Mas o chichorro é nosso, é genuíno, é puro e rural. Como o são os enchidos com a Morcela da Guarda à cabeça. E correm todos risco de desaparecimento se seguirmos à risca os ditames do politicamente correto por não estarem em concordância com os cânones modernos que olham para estes produtos como nocivos.
Desde tempos imemoriais que o porco assumiu um papel primordial nas comunidades rurais, sobretudo pelo relevo que tinha na alimentação e sobrevivência das famílias. Devido às parcas condições económicas o aproveitamento do porco tinha que ser feito com parcimónia e preocupação de que nada fosse deixado ao acaso. E assim surgiram produtos e petiscos de fazer crescer água na boca e que muitos dos que lêem este texto certamente se recordam.

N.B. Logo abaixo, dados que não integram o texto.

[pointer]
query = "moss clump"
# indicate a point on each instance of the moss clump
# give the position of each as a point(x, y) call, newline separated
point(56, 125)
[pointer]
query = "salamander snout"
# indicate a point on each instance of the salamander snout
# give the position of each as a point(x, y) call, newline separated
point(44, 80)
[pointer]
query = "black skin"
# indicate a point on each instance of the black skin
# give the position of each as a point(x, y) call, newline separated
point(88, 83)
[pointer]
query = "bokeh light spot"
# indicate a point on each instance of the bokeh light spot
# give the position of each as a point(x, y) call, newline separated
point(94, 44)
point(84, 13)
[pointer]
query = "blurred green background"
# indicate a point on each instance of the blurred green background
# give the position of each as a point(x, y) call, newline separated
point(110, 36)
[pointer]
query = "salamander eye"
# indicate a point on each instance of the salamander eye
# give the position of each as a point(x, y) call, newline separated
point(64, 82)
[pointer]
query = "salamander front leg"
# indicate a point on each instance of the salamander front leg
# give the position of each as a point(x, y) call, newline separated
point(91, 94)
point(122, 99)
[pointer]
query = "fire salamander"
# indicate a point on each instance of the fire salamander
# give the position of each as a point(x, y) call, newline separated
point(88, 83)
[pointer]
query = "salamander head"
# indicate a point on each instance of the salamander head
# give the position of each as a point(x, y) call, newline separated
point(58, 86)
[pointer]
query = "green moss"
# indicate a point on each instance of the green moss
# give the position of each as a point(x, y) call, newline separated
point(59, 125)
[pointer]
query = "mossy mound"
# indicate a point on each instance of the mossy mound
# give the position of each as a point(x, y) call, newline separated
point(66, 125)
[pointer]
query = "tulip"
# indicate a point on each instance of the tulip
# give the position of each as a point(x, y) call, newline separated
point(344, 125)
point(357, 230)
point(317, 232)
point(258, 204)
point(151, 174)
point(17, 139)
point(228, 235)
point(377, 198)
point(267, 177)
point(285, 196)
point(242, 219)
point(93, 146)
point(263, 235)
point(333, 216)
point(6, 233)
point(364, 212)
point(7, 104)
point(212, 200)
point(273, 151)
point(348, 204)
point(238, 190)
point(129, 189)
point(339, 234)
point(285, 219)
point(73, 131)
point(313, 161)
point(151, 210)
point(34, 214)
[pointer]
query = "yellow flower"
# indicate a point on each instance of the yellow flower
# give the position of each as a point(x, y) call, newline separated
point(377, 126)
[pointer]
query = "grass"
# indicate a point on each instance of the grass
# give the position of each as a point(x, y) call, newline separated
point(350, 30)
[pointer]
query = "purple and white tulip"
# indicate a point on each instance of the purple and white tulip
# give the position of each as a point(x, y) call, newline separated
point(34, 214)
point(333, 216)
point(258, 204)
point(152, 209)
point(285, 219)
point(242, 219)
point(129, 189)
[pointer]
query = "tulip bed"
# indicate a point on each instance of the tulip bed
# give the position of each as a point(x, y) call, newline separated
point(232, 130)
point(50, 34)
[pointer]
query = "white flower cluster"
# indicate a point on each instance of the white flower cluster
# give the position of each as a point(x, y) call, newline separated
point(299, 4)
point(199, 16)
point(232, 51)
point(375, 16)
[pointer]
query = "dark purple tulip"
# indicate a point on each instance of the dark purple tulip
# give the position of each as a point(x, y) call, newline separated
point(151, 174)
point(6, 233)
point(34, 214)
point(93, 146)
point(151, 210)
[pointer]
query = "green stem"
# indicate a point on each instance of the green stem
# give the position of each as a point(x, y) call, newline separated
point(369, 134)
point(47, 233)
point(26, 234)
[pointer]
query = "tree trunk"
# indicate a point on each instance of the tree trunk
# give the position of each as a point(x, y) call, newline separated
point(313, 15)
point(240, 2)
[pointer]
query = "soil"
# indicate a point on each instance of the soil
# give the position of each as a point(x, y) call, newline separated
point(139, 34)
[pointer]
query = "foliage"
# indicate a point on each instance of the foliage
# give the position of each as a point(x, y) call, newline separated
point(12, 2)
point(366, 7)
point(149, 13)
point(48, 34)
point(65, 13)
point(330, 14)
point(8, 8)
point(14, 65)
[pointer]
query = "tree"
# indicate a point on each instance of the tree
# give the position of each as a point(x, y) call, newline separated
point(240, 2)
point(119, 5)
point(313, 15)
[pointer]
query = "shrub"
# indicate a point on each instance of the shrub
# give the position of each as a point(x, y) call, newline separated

No que ao chichorro diz respeito havia duas qualidades: o do coiro, que era constituído, basicamente, pela carne entremeada cortada em pequenos pedaços e o do “redanho” apenas constituído pela gordura existente nas massas gordas do animal.
A sua confeção era simples. A carne era introduzida em panelas de ferro diferentes e aí frita na própria gordura que libertava. Apenas era acrescentado sal grosso a fim de realçar o seu sabor. Depois de confecionados, eram então espremidos para que o excesso de gordura fosse libertado. Depois de arrefecerem os chichorros eram finalmente comidos com uma fatia de bom pão centeio acompanhada de um melhor copo de vinho tinto.
É esta forma simples, genuína e assumidamente rural que de há alguns anos a esta parte temos procurado recuperar na aldeia de Vila Mendo. E por isso, uma vez mais, no próximo sábado a tradição estará viva com o reviver de toda a gastronomia associada à matança. Desde a prova dos miúdos antes de almoço, à fritura do chichorro durante a tarde, passando pela “miga” (composta de pão, sangue, azeite e alho) os sabores ancestrais que cresceram com muitos de nós estarão à mesa sendo por alguns momentos enaltecidos como merecem.
É também uma oportunidade de recordarmos os nossos antepassados, a festa que faziam nestes dias, a abastança que por um dia festejavam e que fazia esquecer as agruras e dificuldades dos outros dias. É tempo de recordar e sobretudo de impedir que caia no esquecimento o que nos trouxe até aqui.